The reason why the news about the emancipation took so long to reach Texas is subject to speculation. One theory is that the messenger who was originally sent with the news had been killed before he reached Texas. A more likely scenario is that the local slave owners simply held onto the information, ignoring the emancipation order.
Although the news of the emancipation reached towns at different times across the South, there was a collective decision to recognize 19th June as the date of the emancipation. The date of the proclamation itself (January 1st) wasn’t considered as the people wanted to mark the date when the slaves’ lives were actually affected by the new freedom.
The annual commemoration of this date, which became known as Juneteenth, was seen as a stabilizing and motivating presence in the lives of African-Americans in Texas, who despite their newly-acquired freedom, still faced many uncertainties and challenges.
While Juneteenth is the oldest known celebration commemorating the ending of slavery in the United States.
The Juneteenth flag was created in 1997 by Ben Haith, the founder of the National Juneteenth Celebration Foundation.

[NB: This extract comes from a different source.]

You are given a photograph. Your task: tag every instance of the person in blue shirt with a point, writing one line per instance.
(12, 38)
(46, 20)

Each element represents a facet of freedom for Black Americans: The bursting outline around the star is inspired by a nova – a new star, representing a new beginning for the newly freed slaves. The white star in the center of the flag has a dual meaning, Haith said. It represents both Texas, and the Lone Star State, but also the freedom of all Black Americans in all 50 states. The curving arc across the width of the flag represents a new horizon: the opportunities and promises that lay ahead for Black Americans. The red, white and blue represent the American flag, a reminder that the enslaved people and their descendants were and are Americans.